A comparison among the three different configurations in terms of water recovery, ammonia concentration and energy consumption is shown in Fig. 13. The comparison was made only at the conditions allowing to obtain the highest water recovery and ammonia concentration for each configuration. As it can be seen, the maximum amount of water recovery (50.1%) and ammonia concentration (40.5 ppm) can be obtained utilizing configuration 3 (with ΔText = 4 °C) whose energy consumption (310kWk/m3produced water) is in between configuration 1 and configuration 2. However, configuration 2 is the one allowing to achieve the best compromise between energy consumption, water recovery and ammonia concentration. (Because with a 4.5% and 4.4% reduction in water recovery and ammonia concentration, respectively, the advantage due to the reduction in energy consumption is considerable).

Fig. 13
figure 13

Comparison among the three different configurations in terms of water recovery and a concentration, b energy consumption

Conclusions

In the present manuscript, the ability of the membrane condenser to recover ammonia from gas streams, with low energy consumption, has been analyzed.
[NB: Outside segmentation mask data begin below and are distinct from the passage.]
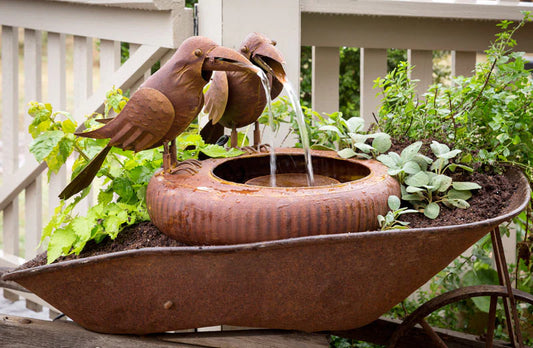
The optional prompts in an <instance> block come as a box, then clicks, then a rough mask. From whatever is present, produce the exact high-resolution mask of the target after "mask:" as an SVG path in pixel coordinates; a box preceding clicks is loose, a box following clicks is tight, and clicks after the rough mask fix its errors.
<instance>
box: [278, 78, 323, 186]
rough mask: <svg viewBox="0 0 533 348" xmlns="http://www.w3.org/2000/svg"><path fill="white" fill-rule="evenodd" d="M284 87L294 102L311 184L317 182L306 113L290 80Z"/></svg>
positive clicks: (309, 185) (311, 185) (298, 127)
mask: <svg viewBox="0 0 533 348" xmlns="http://www.w3.org/2000/svg"><path fill="white" fill-rule="evenodd" d="M283 87H284V88H285V90H286V91H287V94H288V95H289V99H290V101H291V103H292V109H293V110H294V112H295V113H296V122H297V123H298V128H299V129H300V138H301V140H302V147H303V149H304V156H305V164H306V166H307V183H308V184H309V186H313V185H314V184H315V176H314V174H313V163H312V161H311V150H310V145H309V135H308V134H307V126H306V124H305V119H304V114H303V112H302V107H301V106H300V100H299V98H298V96H297V95H296V92H295V91H294V87H293V86H292V84H291V83H290V82H289V81H285V82H283Z"/></svg>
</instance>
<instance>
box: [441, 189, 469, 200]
mask: <svg viewBox="0 0 533 348" xmlns="http://www.w3.org/2000/svg"><path fill="white" fill-rule="evenodd" d="M447 196H448V198H449V199H462V200H465V201H466V200H468V199H470V198H471V197H472V193H471V192H470V191H458V190H455V189H451V190H450V191H448V195H447Z"/></svg>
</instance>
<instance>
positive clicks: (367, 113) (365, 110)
mask: <svg viewBox="0 0 533 348" xmlns="http://www.w3.org/2000/svg"><path fill="white" fill-rule="evenodd" d="M360 64H361V68H360V81H361V85H360V86H361V87H360V88H361V106H360V109H361V117H362V118H364V120H365V126H366V127H368V126H370V125H371V124H372V123H374V122H375V121H374V117H373V116H372V114H373V113H374V114H375V115H376V116H377V111H378V108H379V105H380V99H379V98H378V90H376V89H374V80H375V79H376V78H378V77H381V76H385V74H386V73H387V50H384V49H373V48H361V60H360Z"/></svg>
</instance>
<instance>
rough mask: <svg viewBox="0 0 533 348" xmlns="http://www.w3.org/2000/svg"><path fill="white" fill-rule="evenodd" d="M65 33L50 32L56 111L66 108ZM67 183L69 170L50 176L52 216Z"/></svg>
mask: <svg viewBox="0 0 533 348" xmlns="http://www.w3.org/2000/svg"><path fill="white" fill-rule="evenodd" d="M65 85H66V77H65V35H64V34H59V33H50V32H49V33H48V99H49V100H50V103H51V104H52V108H53V110H55V111H59V110H65V108H66V86H65ZM66 183H67V171H66V169H65V167H63V168H61V169H60V170H59V172H58V173H57V174H52V175H51V177H50V185H49V191H48V204H49V206H48V211H49V214H50V216H52V215H53V214H54V209H55V207H57V206H58V205H59V198H58V195H59V193H60V192H61V190H63V188H64V187H65V185H66Z"/></svg>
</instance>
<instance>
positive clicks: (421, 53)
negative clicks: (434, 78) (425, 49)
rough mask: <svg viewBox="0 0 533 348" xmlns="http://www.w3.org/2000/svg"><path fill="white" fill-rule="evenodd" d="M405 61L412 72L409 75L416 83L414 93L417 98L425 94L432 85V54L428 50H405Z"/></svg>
mask: <svg viewBox="0 0 533 348" xmlns="http://www.w3.org/2000/svg"><path fill="white" fill-rule="evenodd" d="M407 60H408V62H409V64H410V65H411V66H413V70H412V71H411V72H410V74H409V78H411V79H412V80H418V81H417V82H416V91H417V93H418V96H419V97H422V95H423V94H424V93H426V92H427V90H428V87H429V86H430V85H431V84H432V83H433V52H432V51H428V50H407Z"/></svg>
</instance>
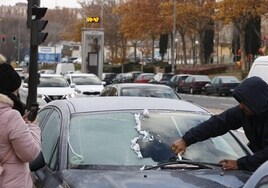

For achieving this objective, three different possible membrane condenser configurations were considered: the fed gas was cooled via cooling water before entering the membrane module in configuration 1; cooling via a cold sweeping gas in the membrane module was utilized in configuration 2; a combination of the first two cooling media was considered in configuration 3 (i.e. the fed waste gas is first partially cooled via an external medium and then a sweeping gas is used for the final cooling of the stream).

The process was analyzed both theoretically and experimentally. The carried out experiments allowed to validate the model, while the latter permitted to find the best configuration in terms of process energy consumption, quantity and concentration of the recovered water.

In the experiments as well as in the simulation, ΔT indicates the temperature difference between the feed and the membrane module. It was observed that as ΔT increases (keeping the temperature of the feed constant and reducing the temperature of the membrane module), both the saturation and the solubility of ammonia in the liquid water increase. Therefore, the results of the performed analyses showed that water recovery and ammonia concentration increased with the increase in ΔT.

As regards the different configurations studied, the achieved results indicated configuration 2, among the three different proposed schemes, the one that allows to minimize energy consumption while permitting a good recovery of water and chemicals.